In order to come to the stage, Professor Pretoria had to squeeze past the knees of a half row of people. “What an unexpected honor,” he said when he finally arrived. “Thank you, Carlo. I haven’t prepared anything, but as long as I have you here I might like to say a few words about…” Whatever he actually said, what nearly all the other professors heard was “the capture of so and so which I will relate to the events of blah blah and to the unusual situation we find ourselves in concerning blank.”
The speech was certainly more than a few words. The many wrists were busy with watch viewings. “Have you seen the Nobel Laureate?” people asked. “Maybe he’s late? Maybe he’s stuck in traffic? Maybe he’s lost or dead or asleep? But what could be more important than this?” they asked. “His peers have gathered out of respect and admiration, and there is no better honor than that.

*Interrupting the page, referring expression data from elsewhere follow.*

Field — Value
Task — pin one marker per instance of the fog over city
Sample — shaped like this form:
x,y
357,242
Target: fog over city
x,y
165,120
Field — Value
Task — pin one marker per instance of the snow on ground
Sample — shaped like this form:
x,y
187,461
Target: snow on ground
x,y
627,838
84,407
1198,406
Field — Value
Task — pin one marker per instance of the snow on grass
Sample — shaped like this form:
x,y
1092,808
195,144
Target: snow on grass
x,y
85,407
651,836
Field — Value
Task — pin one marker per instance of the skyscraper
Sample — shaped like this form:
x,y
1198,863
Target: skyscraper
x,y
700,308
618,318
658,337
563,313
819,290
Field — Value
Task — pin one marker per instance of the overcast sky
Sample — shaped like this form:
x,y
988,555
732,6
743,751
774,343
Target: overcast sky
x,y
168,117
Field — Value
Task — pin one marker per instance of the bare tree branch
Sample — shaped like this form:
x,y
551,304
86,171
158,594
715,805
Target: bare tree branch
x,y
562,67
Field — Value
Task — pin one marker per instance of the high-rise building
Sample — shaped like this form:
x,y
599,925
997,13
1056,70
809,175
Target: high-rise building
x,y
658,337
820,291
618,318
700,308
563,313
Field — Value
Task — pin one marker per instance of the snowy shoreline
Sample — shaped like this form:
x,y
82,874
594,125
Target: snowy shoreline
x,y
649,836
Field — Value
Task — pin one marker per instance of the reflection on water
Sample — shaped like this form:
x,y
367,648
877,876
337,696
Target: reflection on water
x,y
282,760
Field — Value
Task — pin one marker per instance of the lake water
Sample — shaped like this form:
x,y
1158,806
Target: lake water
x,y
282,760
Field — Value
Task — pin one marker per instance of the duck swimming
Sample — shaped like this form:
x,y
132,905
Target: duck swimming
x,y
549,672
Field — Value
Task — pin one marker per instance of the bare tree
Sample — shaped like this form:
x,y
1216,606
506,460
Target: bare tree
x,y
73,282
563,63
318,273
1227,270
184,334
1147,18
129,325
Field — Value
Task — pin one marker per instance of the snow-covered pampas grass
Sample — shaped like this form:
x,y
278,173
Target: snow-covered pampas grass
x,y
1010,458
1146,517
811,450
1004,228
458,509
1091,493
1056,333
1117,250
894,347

Certainly, no personal problem could ever matter more.”
After points and counterpoints, evidence and notes on the evidence, Professor Pretoria, nervous and sweating with the excitement of his own argument, suddenly looked up and realized that no one was listening. The entire university faculty, gathered here, was bored by what he had imagined might be his own Nobel Prize–winning theory. He said quietly and with a heave of despair directed at a sleeping man in the second row, “This brings me to the next speaker this evening: the amazing, exceptional, genius Professor Zelk.” His voice was burned sugar.

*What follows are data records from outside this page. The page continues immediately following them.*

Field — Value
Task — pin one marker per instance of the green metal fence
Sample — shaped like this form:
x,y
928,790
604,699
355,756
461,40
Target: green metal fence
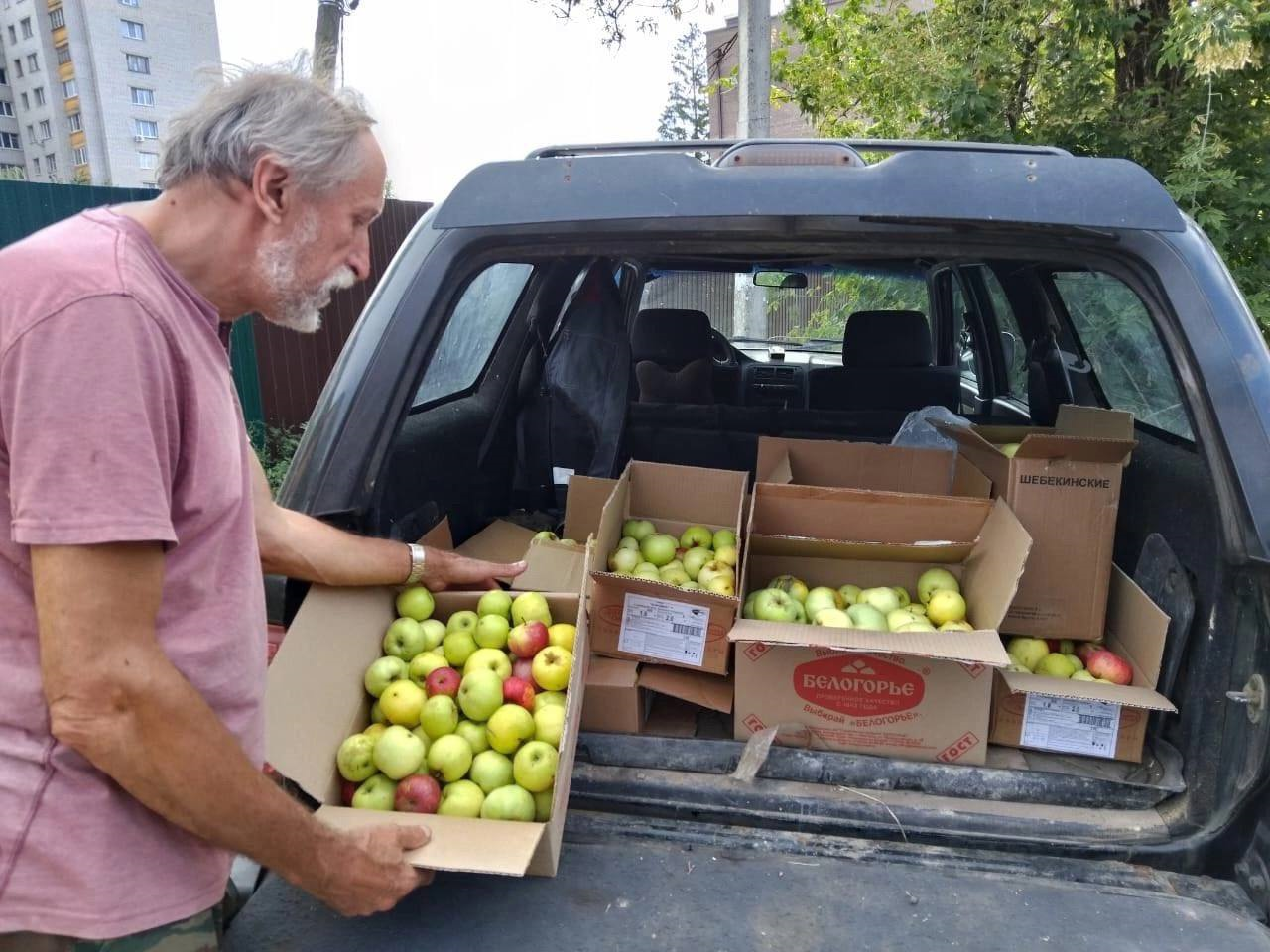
x,y
26,207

Bill Zelk woke up to the sound of his own name ringing through the speakers. No notes of sarcasm sounded to him. What a wonderful way to wake up! He squirmed and adjusted his wire-rimmed glasses eight times on the way to the stage, making some who did not know him think he perhaps had some sort of disorder. The psychologists were certain. “I am involved in the study of mole rats,” he said. “We are looking at the act of fecal perfuming.” He looked out at the crowd. “There is an awful lot to say on the subject,” and he began to say it.
• • •
FOR THE FIRST FULL HOUR, the professors, Faustus among them, sat up straight in the auditorium chairs, some with legs crossed at the knee, some at the ankle. They had listened vaguely to each introduction and clapped as the next bespectacled or mustachioed person took the stage. Occasionally some got up and had a bit of refreshment. The respectful professors remained quiet even while chewing their cheese.
By hour two they began to fidget. They continued to scan the room for unfamiliar faces—prize-winning faces, the face of the smartest breed. They pointed through the spaces between heads, hopeful that they had found the guest. Faustus had no intention of trying to pick the Laureate out, worried he might ask someone he should have recognized. Perhaps someone with whom he had had a nice conversation at last year’s Christmas Party about Yeats’s dog.
No one wanted to be the first to give up. They hoped that after such turmoil must come great treasure. Whatever sense it made or didn’t, the longer they stayed the more they felt they must continue to do so. They did take other liberties. Most of the French Department curled up on the floor under their seats and napped. They looked like a series of tortoises, their black sweaters hiding the pink of their skin. Others went back to earlier discussions with one another, always with one eye on the podium in case one of two things happened: they themselves were called up to speak, or the headliner finally arrived.
Words like “venerable” and “inimitable” and “indefatigable” were said so many times they began to sound made up. After an analysis of subjectivity and objectivity in Poe and Dickinson, Professor Sydney Mott looked out at the mess of a room and said, “I’ve been divorced recently, as some of you know. She took the cat and I took the fish.” He wondered out loud whether his teenage daughter was sleeping with her boyfriend and whether he ought to try to stop her if she was. “He isn’t even that cute, the boyfriend,” he explained. “He has a mustache. And my daughter is such a beauty, Botticelli-esque.” The professors itched at this microphoned admission. Things like this occurred in creative writing departments, maybe in art, certainly drama, but this was none of those. They did not know what to do.